Pendant toutes ces années, pas un bateau n’a été construit, ni même une petite barque à moteur, dans des usines qui, encore peu de temps auparavant, fonctionnaient à plein régime et en trois huit et dont les salariés méritant recevaient l’ordre du travail.

Le plus grand gisement au monde de charbon à coke, évalué à cinq milliards de dollars, et offert en cadeau par Vladimir Poutine au Président de la Tchetchénie, Ramzan Kadirov, est recouvert d’herbes et est devenu un monument à la folie totale.

En ce qui concerne l’hôtel cinq étoiles sur la Place rouge, chaque moscovite, en se promenant sur la Place rouge (si c’est encore autorisé), peut se rentre compte par lui-même de la situation. Selon une information du Kremlin, à cet endroit se situe un business centre multifonctionnel, sous l’égide des Musées du Kremlin de Moscou. Cela sonne drôle, en absence de business, et en ce qui concerne la multifonctionnalité, cela semble être sorti tout droit des années quatre-vingt-dix, rappelant les échoppes de ces années-là. Vous vous souvenez, c’est comme cela que l’on nommait ces lieux où fleurissaient le vol et le racket.

Pour en revenir à Dmitri Amounts.

Pour être franc, je ne le connaissais presque pas. Nous nous étions croisés quelques fois dans des cérémonies genre remises de prix, organisées par Valéry Guergiev.

Je suppose que, l’un des responsables du groupe d’enquête a joliment dessiné une affaire pénale, ne se représentant même pas qu’un directeur inconnu d’une société de développement immobilier a été, un très court temps, un fonctionnaire de carrière, ayant même des succès dans ce domaine.
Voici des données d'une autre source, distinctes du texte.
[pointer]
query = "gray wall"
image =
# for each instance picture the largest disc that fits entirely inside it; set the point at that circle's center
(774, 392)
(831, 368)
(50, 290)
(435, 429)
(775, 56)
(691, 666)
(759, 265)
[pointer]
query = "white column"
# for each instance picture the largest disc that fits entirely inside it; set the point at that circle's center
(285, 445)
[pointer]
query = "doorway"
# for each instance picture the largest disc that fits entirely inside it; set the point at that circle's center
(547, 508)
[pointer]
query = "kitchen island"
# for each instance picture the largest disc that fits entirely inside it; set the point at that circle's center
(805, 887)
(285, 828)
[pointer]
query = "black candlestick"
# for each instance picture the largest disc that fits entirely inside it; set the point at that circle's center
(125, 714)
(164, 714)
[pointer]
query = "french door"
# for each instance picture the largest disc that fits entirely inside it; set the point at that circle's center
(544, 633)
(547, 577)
Le dicton « on ne donne pas les siens » n’a pas marché, car dans les centaines de tomes de l’affaire pénale, emplis de tous les extraits de compte possibles et imaginables, et autres papiers non lus destinés au recyclage, il a occupé la place centrale de directeur de société, qui a obtenu un crédit auprès de la BTB en 2007 et l’a remboursé de bonne foi.

Dans l’affaire, un détail absolument fantastique a été dessiné : l’argent de la société dont il était directeur, Amounts l’a envoyé d’un compte de la société à un autre compte de la société en Suisse. Je souligne encore une fois qu’il a envoyé l’argent de la société sur un des propres comptes de celle-ci. Et c’est l’affabulation des charges. Il n’y a aucun doute que pour une banque suisse, en 2013, cela sonne comme inquiétant avec un air de défi.

Mais je ne doute pas que cette fable aurait été inchangée, même s’il avait viré l’argent à la Sberbank.

Le virement a sa signature, réalisé en 2008, est la réponse à la question, pourquoi personne, à part Amounts. Le fait qu’une grande partie de ces fonds soient revenus en Russie pour développer les affaires, et qu’après l’expropriation de mes actifs, ils aient été cyniquement pillés, ne change rien à la situation.

Je n’ai pas l’espoir que ce post puisse changer le destin tragique de Dimitri Amounts, innocent en prison depuis déjà deux ans, sous pression constante, avec le but de lui arracher des aveux fantastiques sur le fait qu’il est réellement volé 700 millions, sans aucun doute à ma demande.

Ce post est une tentative d’attirer l’attention sur le procès d’un homme absolument innocent qui a commencé le 16 mai au tribunal du quartier de Tverskaya à Moscou.

Je réalise toute la difficulté de cette tâche, en vertu de quelques correspondances, de l’iniquité totale et de la procédure répressive, de l’attention particulière des défenseurs des droits de l’homme dans l’affaire des prévenus des marais et de Nadejda Savchenko, ainsi que l’opinion répandue selon laquelle un fonctionnaire ne peut être que coupable.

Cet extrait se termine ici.